Ça m’a coupé le souffle. Jamais, avant ces derniers jours, je n’avais pressenti ce que voulait dire « exister ». J’étais comme les autres, comme ceux qui se promènent au bord de la mer dans leurs habits de printemps. Je disais comme eux « la mer est verte ; ce point blanc, là-haut, c’est une mouette », mais je ne sentais pas que ça existait, que la mouette était une « mouette-existante » ; à l’ordinaire l’existence se cache. [...] Et puis voilà : tout d’un coup, c’était là, c’était clair comme le jour : l’existence s’était soudain dévoilée. Elle avait perdu son allure inoffensive de catégorie abstraite : c’était la pâte même des choses, cette racine était pétrie dans de l’existence. Ou plutôt la racine, les grilles du jardin, le banc, le gazon rare de la pelouse, tout ça s’était évanoui : la diversité des choses, leur individualité n’était qu’une apparence, un vernis. Ce vernis avait fondu, il restait des masses monstrueuses et molles, en désordre – nues, d’une effrayante et obscène nudité. SARTRE
Relecture du texte :
Dans ce texte Sartre défini le terme exister comme on le ferait communément à partir du vécu. Cependant l’existence ne se réduit pas à la vie, au sens par exemple d’un corps qui naît, se développe et meurt. L’existence est ce que nous vivons qui ne se confond pas à ce que nous pouvons savoir de la vie.

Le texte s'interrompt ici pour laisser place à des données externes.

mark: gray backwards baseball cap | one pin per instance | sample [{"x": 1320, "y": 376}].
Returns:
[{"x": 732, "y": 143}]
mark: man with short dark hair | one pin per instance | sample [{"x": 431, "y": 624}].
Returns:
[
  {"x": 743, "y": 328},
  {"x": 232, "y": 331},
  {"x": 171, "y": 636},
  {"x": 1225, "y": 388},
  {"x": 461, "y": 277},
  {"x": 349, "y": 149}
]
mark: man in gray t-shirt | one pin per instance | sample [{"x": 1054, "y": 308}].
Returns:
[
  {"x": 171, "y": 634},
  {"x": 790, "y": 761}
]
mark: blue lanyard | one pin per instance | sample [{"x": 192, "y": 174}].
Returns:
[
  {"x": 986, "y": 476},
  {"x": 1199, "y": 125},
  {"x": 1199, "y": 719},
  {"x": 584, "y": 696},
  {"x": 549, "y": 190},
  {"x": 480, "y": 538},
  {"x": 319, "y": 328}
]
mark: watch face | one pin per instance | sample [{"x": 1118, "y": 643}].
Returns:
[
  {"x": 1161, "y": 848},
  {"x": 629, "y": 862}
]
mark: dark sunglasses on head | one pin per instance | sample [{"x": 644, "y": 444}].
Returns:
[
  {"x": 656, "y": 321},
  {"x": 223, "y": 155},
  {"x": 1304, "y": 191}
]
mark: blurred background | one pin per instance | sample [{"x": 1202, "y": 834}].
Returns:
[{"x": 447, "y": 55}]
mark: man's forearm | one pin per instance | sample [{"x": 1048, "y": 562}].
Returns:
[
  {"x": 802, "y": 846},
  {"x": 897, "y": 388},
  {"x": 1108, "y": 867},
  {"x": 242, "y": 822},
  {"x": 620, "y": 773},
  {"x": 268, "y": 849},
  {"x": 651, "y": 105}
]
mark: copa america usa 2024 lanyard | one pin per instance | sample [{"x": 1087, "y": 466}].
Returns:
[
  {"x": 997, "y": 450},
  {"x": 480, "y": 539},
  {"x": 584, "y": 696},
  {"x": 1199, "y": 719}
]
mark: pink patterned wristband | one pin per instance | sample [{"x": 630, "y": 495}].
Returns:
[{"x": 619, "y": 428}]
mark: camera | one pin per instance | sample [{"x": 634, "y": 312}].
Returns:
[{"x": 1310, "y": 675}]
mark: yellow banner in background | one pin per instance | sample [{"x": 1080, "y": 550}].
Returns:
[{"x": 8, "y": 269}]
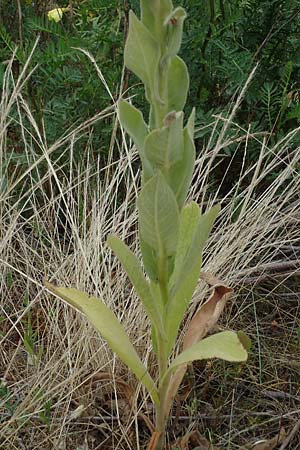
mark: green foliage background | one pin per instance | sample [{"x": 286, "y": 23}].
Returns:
[{"x": 223, "y": 40}]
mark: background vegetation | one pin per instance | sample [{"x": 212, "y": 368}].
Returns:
[
  {"x": 69, "y": 176},
  {"x": 222, "y": 43}
]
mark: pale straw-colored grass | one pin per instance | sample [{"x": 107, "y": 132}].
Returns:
[{"x": 56, "y": 227}]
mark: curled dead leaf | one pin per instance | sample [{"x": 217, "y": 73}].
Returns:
[
  {"x": 271, "y": 444},
  {"x": 203, "y": 321}
]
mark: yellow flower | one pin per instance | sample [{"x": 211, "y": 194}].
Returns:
[{"x": 57, "y": 13}]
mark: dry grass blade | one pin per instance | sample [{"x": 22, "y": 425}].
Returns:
[{"x": 54, "y": 223}]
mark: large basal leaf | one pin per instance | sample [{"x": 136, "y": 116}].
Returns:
[
  {"x": 136, "y": 276},
  {"x": 154, "y": 10},
  {"x": 164, "y": 146},
  {"x": 174, "y": 24},
  {"x": 203, "y": 321},
  {"x": 107, "y": 324},
  {"x": 133, "y": 122},
  {"x": 178, "y": 84},
  {"x": 142, "y": 54},
  {"x": 159, "y": 216},
  {"x": 225, "y": 345}
]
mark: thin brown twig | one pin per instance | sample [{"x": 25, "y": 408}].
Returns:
[{"x": 291, "y": 436}]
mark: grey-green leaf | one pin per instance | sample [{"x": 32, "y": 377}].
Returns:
[
  {"x": 107, "y": 324},
  {"x": 159, "y": 216},
  {"x": 133, "y": 122},
  {"x": 225, "y": 345},
  {"x": 178, "y": 84},
  {"x": 142, "y": 54},
  {"x": 164, "y": 146},
  {"x": 174, "y": 24},
  {"x": 150, "y": 15},
  {"x": 186, "y": 273}
]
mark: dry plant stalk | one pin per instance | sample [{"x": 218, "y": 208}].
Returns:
[{"x": 172, "y": 233}]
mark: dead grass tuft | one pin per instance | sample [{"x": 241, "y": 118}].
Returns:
[{"x": 60, "y": 383}]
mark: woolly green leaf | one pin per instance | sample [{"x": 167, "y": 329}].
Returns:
[
  {"x": 174, "y": 23},
  {"x": 163, "y": 147},
  {"x": 159, "y": 216},
  {"x": 107, "y": 324},
  {"x": 137, "y": 278},
  {"x": 142, "y": 54},
  {"x": 182, "y": 172},
  {"x": 225, "y": 345},
  {"x": 187, "y": 266},
  {"x": 133, "y": 122},
  {"x": 149, "y": 12},
  {"x": 149, "y": 259},
  {"x": 189, "y": 219},
  {"x": 178, "y": 84}
]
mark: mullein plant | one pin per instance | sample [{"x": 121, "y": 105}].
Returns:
[{"x": 172, "y": 232}]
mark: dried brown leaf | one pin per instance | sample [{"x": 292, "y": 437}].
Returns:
[
  {"x": 196, "y": 439},
  {"x": 154, "y": 440},
  {"x": 271, "y": 444},
  {"x": 202, "y": 322}
]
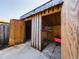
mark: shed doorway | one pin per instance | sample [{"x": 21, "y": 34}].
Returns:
[
  {"x": 51, "y": 31},
  {"x": 28, "y": 30}
]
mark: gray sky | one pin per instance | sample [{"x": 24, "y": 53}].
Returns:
[{"x": 15, "y": 8}]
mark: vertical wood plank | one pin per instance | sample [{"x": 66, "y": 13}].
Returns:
[
  {"x": 32, "y": 32},
  {"x": 70, "y": 29},
  {"x": 37, "y": 32},
  {"x": 40, "y": 27}
]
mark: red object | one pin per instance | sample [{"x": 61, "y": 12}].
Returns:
[{"x": 56, "y": 40}]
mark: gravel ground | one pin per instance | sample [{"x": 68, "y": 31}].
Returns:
[
  {"x": 25, "y": 51},
  {"x": 52, "y": 51}
]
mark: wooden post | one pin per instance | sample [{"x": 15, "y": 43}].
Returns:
[
  {"x": 70, "y": 29},
  {"x": 39, "y": 30}
]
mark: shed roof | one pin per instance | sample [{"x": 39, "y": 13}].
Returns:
[{"x": 41, "y": 8}]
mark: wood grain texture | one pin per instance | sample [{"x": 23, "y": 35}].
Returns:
[
  {"x": 17, "y": 28},
  {"x": 70, "y": 29}
]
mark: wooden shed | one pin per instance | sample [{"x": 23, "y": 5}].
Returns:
[
  {"x": 45, "y": 22},
  {"x": 4, "y": 33},
  {"x": 61, "y": 17}
]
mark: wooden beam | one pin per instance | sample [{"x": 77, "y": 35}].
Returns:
[
  {"x": 52, "y": 10},
  {"x": 70, "y": 29}
]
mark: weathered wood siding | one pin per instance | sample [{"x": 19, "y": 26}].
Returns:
[
  {"x": 70, "y": 29},
  {"x": 17, "y": 28},
  {"x": 4, "y": 33},
  {"x": 36, "y": 31}
]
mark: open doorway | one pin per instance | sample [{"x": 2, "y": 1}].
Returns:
[
  {"x": 28, "y": 30},
  {"x": 51, "y": 31}
]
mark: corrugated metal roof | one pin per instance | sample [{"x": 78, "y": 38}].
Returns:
[{"x": 42, "y": 8}]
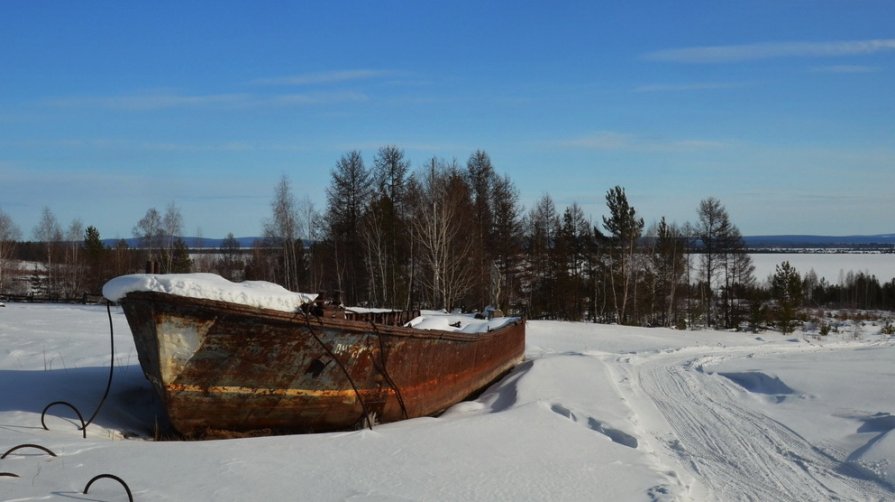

Il faut donc s’interroger sur le mot exister, non pas comme un simple concept que l’on pourrai appliquer à la réalité environnante mais comme la réalité elle même.
Ce que veut montrer Sartre c’est qu’il ne suffit pas d’exister pour savoir ce qu’est exister. La mer, les mouettes, la racine et la grille du jardin sont là. Il y a des mouettes. Tout cela existe devant moi, cela surgit mais sans présenter aucun sens pour moi.
L’existence s’impose à moi avant la connaissance que je peux en avoir. L’existence est elle indépendante de tous nos jugements ? C’est ce qu’affirme Sartre en définissant les choses existantes comme étant jetées là, indépendantes de moi dans une pesanteur lourde et oppressante. Est ce que cela veut dire que cela existe sans raison ? Sans que je puisse donner un sens quelconque, un « pourquoi cela » en ce lieu, en cette place ?
Bonne copie d’une élève :
Ce texte s’interroge sur « l’existence » et le sens effectif du mot « exister ». Sartre définit l’existence d’une chose comme son appartenance au réel, dénudé de tout jugement subjectif, de toute prise en compte de l’objet par l’esprit.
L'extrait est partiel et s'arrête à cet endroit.